Mulai Januari 2020, atlet-atlet BMX akan mengikuti kejuaraan untuk mengumpulkan poin Olimpiade, antara lain seri Piala Dunia BMX Supercross 2020 di Australia, Kejuaraan Dunia BMX di Amerika Serikat, dan tiga seri kejuaraan C1 BMX di Indonesia dan Malaysia.
“Menurut Kemenpora semua akan diproses sesuai prosedur. Belum ada kepastian kapan akan dicairkan,” ujar Budi.
Selain membuat laporan pertanggungjawaban anggaran pelatnas, tim balap sepeda Indonesia juga sedang menyusun proposal anggaran untuk meloloskan atlet menuju Olimpiade Paris 2024. “Sesuai dengan arahan pemerintah, cabang balap sepeda masuk dalam sepuluh olahraga prioritas Olimpiade. Jadi kami sedang membuat program dan susunan anggaran untuk Olimpiade,” ujar Budi.
Sekretaris Kemenpora Gatot S Dewa Broto menjelaskan, pada 2020, Kemenpora akan lebih fokus memberikan anggaran kepada cabang-cabang yang mengejar tiket ke Olimpiade Tokyo. Sejauh ini, cabang yang menjadi prioritas utama adalah bulu tangkis, angkat besi, panjat tebing, dan atletik. Sebab, mereka sudah memastikan atletnya masuk Olimpiade. Kemenpora mendukung mereka untuk menambah atlet lolos ke Olimpiade dan bisa meraih prestasi.
Untuk cabang lain yang masih berjuang di kualifikasi Olimpiade, jumlahnya akan dipastikan setelah rapat antara Kemenpora dan pengurus induk cabang-cabang olahraga. ”Adapun cabang-cabang lain yang bukan cabang Olimpiade tetap diberi dukungan. Tetapi, bentuknya fasilitas kegiatan, seperti ketika ingin ikut kejuaraan internasional. Kami tidak mungkin juga tidak membantu mereka sama sekali,” tutur Gatot.
Perbaikan tata kelola
Untuk mempercepat proses penyaluran anggaran bantuan pelatnas, Kemenpora telah merombak struktur pimpinan di Deputi IV Bidang Peningkatan Prestasi Olahraga Nasional. Ada dua dari tiga pergantian yang krusial.
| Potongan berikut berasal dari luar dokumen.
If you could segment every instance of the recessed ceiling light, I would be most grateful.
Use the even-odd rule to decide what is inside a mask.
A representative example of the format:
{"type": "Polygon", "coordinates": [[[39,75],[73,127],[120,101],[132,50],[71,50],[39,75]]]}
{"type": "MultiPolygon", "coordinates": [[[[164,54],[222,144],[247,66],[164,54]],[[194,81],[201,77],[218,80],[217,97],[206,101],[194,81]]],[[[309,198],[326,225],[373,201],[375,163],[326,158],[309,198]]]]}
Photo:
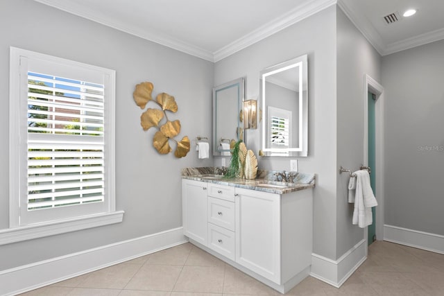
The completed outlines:
{"type": "Polygon", "coordinates": [[[408,10],[406,10],[405,12],[404,12],[404,15],[402,15],[402,16],[406,17],[411,17],[415,13],[416,13],[416,9],[409,9],[408,10]]]}

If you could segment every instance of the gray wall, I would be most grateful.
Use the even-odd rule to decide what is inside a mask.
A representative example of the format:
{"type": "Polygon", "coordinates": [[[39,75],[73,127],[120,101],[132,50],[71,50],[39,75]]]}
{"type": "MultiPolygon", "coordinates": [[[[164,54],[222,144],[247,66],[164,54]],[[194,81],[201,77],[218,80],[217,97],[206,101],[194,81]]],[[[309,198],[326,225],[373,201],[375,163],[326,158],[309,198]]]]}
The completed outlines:
{"type": "Polygon", "coordinates": [[[10,46],[117,71],[117,209],[126,212],[120,224],[0,246],[0,270],[182,226],[180,169],[212,159],[198,159],[194,147],[180,159],[159,155],[133,92],[151,81],[154,93],[176,97],[180,137],[210,137],[213,63],[31,0],[1,0],[0,28],[0,229],[8,225],[10,46]]]}
{"type": "Polygon", "coordinates": [[[444,41],[384,56],[385,224],[444,235],[444,41]]]}
{"type": "MultiPolygon", "coordinates": [[[[381,82],[381,57],[341,9],[337,9],[337,164],[336,257],[364,238],[364,230],[352,225],[354,204],[348,203],[347,174],[364,160],[364,77],[381,82]]],[[[382,239],[382,238],[379,238],[382,239]]]]}
{"type": "MultiPolygon", "coordinates": [[[[336,256],[336,7],[332,6],[215,64],[220,85],[246,76],[247,99],[259,96],[261,70],[308,54],[309,157],[299,171],[317,174],[314,191],[314,252],[336,256]]],[[[256,155],[259,129],[248,130],[246,146],[256,155]]],[[[217,161],[215,161],[217,162],[217,161]]],[[[261,157],[262,169],[287,170],[287,157],[261,157]]]]}

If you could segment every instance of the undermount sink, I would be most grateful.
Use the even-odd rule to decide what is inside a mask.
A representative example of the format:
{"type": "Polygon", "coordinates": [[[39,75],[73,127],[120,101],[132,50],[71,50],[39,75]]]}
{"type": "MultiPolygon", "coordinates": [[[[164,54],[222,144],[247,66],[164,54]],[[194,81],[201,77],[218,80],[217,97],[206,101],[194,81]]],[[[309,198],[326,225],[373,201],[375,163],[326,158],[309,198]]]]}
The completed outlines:
{"type": "Polygon", "coordinates": [[[288,186],[285,185],[278,185],[275,184],[268,184],[268,183],[262,183],[258,184],[256,185],[258,187],[270,187],[270,188],[288,188],[288,186]]]}
{"type": "Polygon", "coordinates": [[[202,177],[202,179],[210,179],[210,180],[216,180],[216,179],[222,179],[223,176],[205,176],[202,177]]]}

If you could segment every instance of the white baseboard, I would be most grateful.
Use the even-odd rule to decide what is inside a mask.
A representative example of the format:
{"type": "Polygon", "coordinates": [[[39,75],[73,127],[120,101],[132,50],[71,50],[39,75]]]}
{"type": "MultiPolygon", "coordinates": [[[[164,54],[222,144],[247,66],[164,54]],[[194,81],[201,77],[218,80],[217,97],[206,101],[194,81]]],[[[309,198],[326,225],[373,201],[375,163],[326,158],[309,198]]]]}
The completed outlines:
{"type": "Polygon", "coordinates": [[[366,261],[366,240],[363,239],[337,260],[311,254],[310,275],[339,288],[366,261]]]}
{"type": "Polygon", "coordinates": [[[261,281],[263,284],[267,285],[268,286],[275,289],[275,290],[277,290],[278,292],[282,294],[285,294],[286,293],[291,290],[293,288],[295,287],[295,286],[296,286],[298,284],[301,282],[304,279],[305,279],[307,277],[308,277],[310,275],[310,266],[308,265],[305,269],[304,269],[300,272],[299,272],[298,274],[296,275],[294,277],[289,279],[286,283],[282,283],[282,284],[280,285],[278,284],[275,283],[274,281],[269,280],[268,279],[266,279],[262,277],[262,275],[257,274],[254,271],[252,271],[251,270],[246,267],[244,267],[243,265],[233,261],[232,260],[225,257],[225,256],[220,254],[217,252],[215,252],[212,249],[207,247],[205,247],[205,245],[198,243],[196,241],[194,241],[191,238],[189,238],[189,242],[194,245],[196,245],[196,246],[203,250],[204,251],[207,252],[207,253],[211,254],[215,257],[219,258],[223,261],[226,262],[227,263],[230,264],[234,268],[241,270],[242,272],[248,275],[251,277],[253,277],[257,280],[258,280],[259,281],[261,281]]]}
{"type": "Polygon", "coordinates": [[[15,295],[187,242],[182,227],[0,271],[0,295],[15,295]]]}
{"type": "Polygon", "coordinates": [[[444,254],[444,236],[439,234],[384,225],[384,240],[444,254]]]}

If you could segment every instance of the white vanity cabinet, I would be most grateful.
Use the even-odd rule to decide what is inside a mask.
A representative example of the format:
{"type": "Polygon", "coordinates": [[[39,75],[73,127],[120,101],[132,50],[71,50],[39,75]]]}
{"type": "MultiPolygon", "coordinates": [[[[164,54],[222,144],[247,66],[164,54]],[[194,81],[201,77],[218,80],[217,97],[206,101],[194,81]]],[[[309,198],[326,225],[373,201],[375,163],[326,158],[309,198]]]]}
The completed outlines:
{"type": "Polygon", "coordinates": [[[190,242],[281,293],[308,276],[311,189],[277,194],[190,180],[182,187],[190,242]]]}
{"type": "Polygon", "coordinates": [[[280,195],[237,188],[236,195],[236,262],[287,292],[310,271],[312,190],[280,195]]]}
{"type": "Polygon", "coordinates": [[[280,195],[236,189],[236,262],[280,284],[280,195]]]}
{"type": "Polygon", "coordinates": [[[207,245],[207,183],[182,180],[182,217],[184,234],[207,245]]]}

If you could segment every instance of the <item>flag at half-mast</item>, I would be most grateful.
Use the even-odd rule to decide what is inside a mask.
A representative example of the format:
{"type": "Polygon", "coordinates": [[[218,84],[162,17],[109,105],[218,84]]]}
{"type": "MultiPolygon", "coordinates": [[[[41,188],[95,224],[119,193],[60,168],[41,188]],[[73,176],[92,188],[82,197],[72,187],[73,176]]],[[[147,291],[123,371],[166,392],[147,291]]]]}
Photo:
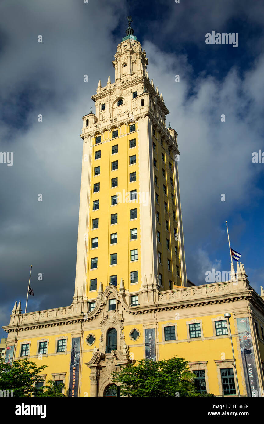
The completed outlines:
{"type": "Polygon", "coordinates": [[[233,249],[231,249],[231,253],[232,254],[232,257],[234,261],[237,261],[239,260],[241,255],[238,252],[236,252],[235,250],[233,249]]]}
Pada 16 Desember, Plt Deputi IV Bidang Peningkatan Prestasi Olahraga Nasional Yuni Poerwanti diganti dengan Chandra Bhakti. Sedangkan pada 28 Desember, Bambang Hermansyah menggantikan Ahmad Arsani sebagai Plt Asisten Deputi Olahraga Prestasi Deputi IV.
Chandra dan Bambang dinilai berpengalaman di posisi tersebut, komunikatif, dan proaktif. ”Kalau tidak komunikatif dan proaktif, nanti ada informasi yang tidak tersampaikan ke pengurus induk cabang. Ujung-ujungnya, bisa terjadi kesalahpahaman,” ujar Gatot.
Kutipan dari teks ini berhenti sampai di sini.